Sarmaşık dergisinde geçen yıllarda kendisine ilişkin bir yazı kaleme aldığını ifade eden Ergüzel, "O dergide kullandığım başlığı zevkle hatırlıyorum. Kendisi için Ahmet Hamdi Tanpınar'ın şiirinden ilhamla 'Bir Edebiyat Dervişi' demiştim. Rahmetli kanaatimce bir edebiyat dervişiydi, öyle yaşadı. Onu güler yüzüyle, sağlam duruşuyla Necip Fazıl sevgisiyle, bizim nesle olan yakınlığı ve ağabeyi tavrıyla hayırla yad ediyorum." değerlendirmesini yaptı.
Mustafa Miyasoğlu'nun oğlu Emre Miyasoğlu da babasında insanları bir şeye teşvik etmek üzere bitmek bilmeyen bir enerji ve çaba bulunduğunu vurguladı.
Yazarlığa teşvik ettiği pek çok öğrencisinin, "Asla bir şey yazabilecek insan olmadığımı düşündüğüm halde Mustafa Miyasoğlu benden bir yazar çıkardı" dediklerini aktaran Emre Miyasoğlu, şunları kaydetti:
"Bu muhakkak çok güzel bir şeydi. Yani özellikle 1970'li 1980'li yıllarda bizim camianın sanata, edebiyata, daha doğrusu bir şeyler yapmaya uzak olduğu, korkak büyütüldüğü, rejim baskısıyla adeta sindirildiği bir ortamda bu tarz karakterlere gençlerin o gün çok ihtiyacı vardı. Aynı şekilde babamın Necip Fazıl muhabbeti ve sevdası da bundan kaynaklanıyordu. Ergenlik ve gençlik yıllarım boyunca babamın neden bu kadar çalışkan, üretken, ısrarlı ve çabalı bir adam olduğunu anlamakta güçlük çekmiştim. Yazarlık güzel ve zor bir şey ama 48 saat uyumadan yazabilmek, uyumayı hatırlamayacak kadar şevkle çalışabilmek çok farklı. Ben bunu yıllar sonra anlayabildim. Özellikle babamın doğduğu, büyüdüğü coğrafyayı Kayseri'deki bağ evini gördüğümde anladım. Babamın sokak lambasının altında kitap okuduğunu duyduğumda bu bana muazzam bir şey geldi. Başka bir yerden duysak veya okusak fantastik, duygusal, dramatik bir hikaye gibi gelir ama babam için bu bir gerçekti. Onun gençliği, hayatı ve ölümü, ölüm sürecindeki şahit olduğum şeyler de bu hikayeyi doğruluyordu."
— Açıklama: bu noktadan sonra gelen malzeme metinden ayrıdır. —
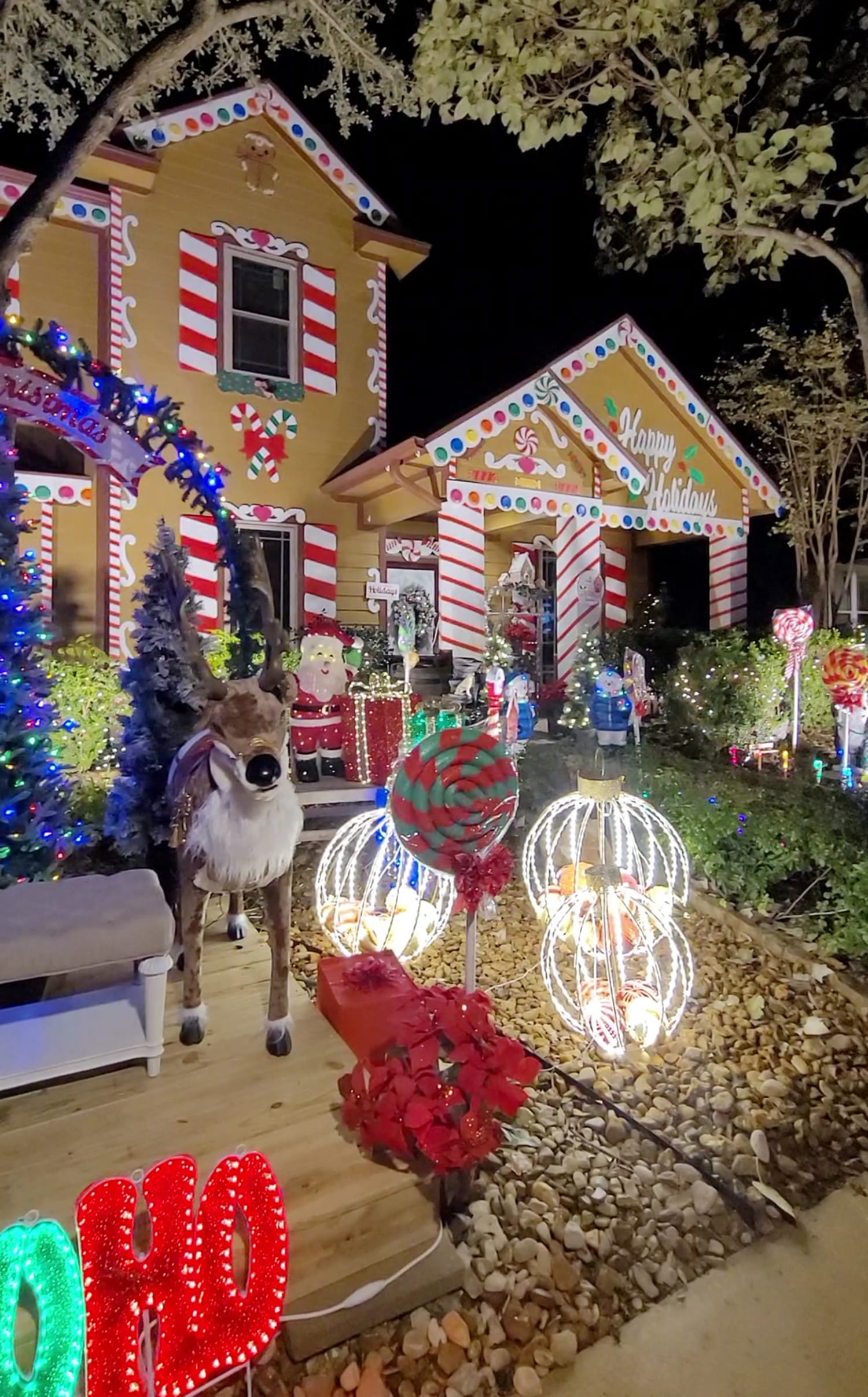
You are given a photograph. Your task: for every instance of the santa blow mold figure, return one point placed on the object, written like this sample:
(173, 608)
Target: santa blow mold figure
(316, 713)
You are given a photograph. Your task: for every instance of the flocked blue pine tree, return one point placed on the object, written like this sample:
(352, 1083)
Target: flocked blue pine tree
(35, 833)
(165, 703)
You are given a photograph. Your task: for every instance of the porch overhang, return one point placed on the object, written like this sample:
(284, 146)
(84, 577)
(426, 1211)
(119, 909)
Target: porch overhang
(398, 484)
- "Okumayı, yazmayı ve konuşmayı seven bir büyüğümüzdü"
Kültür tarihçisi ve yazar Dursun Gürlek de arkasında eser bırakan insanların amel defterlerinin kapanmadığını, Miyasoğlu'nun da çocukları ve çalışmalarıyla öldükten sonra da amel defteri kapanmayan insanlardan olduğunu söyledi.
Hayattayken aralarında geçen konuşmalardan örnekler vererek Miyasoğlu'nun çok esprili bir insan olduğunu anlatan Gürlek, "Benden birkaç yaş büyüktü. Çok mütehammil bir kimseydi, tahammüllü, sabırlıydı. Hiçbir esprimize, hatta biraz ileri gitsek bile kızmazdı, güler geçerdi. Bu öyle bir güzellik ki herkese nasip olmuyor." şeklinde konuştu.
Gürlek, üniversite imtihanlarına girmek üzere 1970'li yıllarda İstanbul'a geldiğini belirterek, "O yıllarda en çok gittiğim yerlerden biri de Milli Türk Talebe Birliği idi. Miyasoğlu ile ilk tanışmamız da o yıllarda oldu. Okumayı, yazmayı, gezmeyi ve konuşmayı seven bir dostumuz, büyüğümüzdü." görüşünü paylaştı.
Şerif Aydemir, İsmail Fatih Ceylan, Bekir Tuncer Salihoğlu, Fatma Ersem Yargıcı ile telefonla programa bağlanan Miyasoğlu'nun yakın dostu şair ve yazar Muhsin İlyas Subaşı'nın da aralarında bulunduğu birçok kişi, Miyasoğlu'na dair hatıralarını ve düşüncelerini aktardı.
Daha sonra Mustafa Miyasoğlu'nun Eyüpsultan'daki mezarı ziyaret edilerek, kabri başında Kur'an-ı Kerim okundu ve dualar edildi.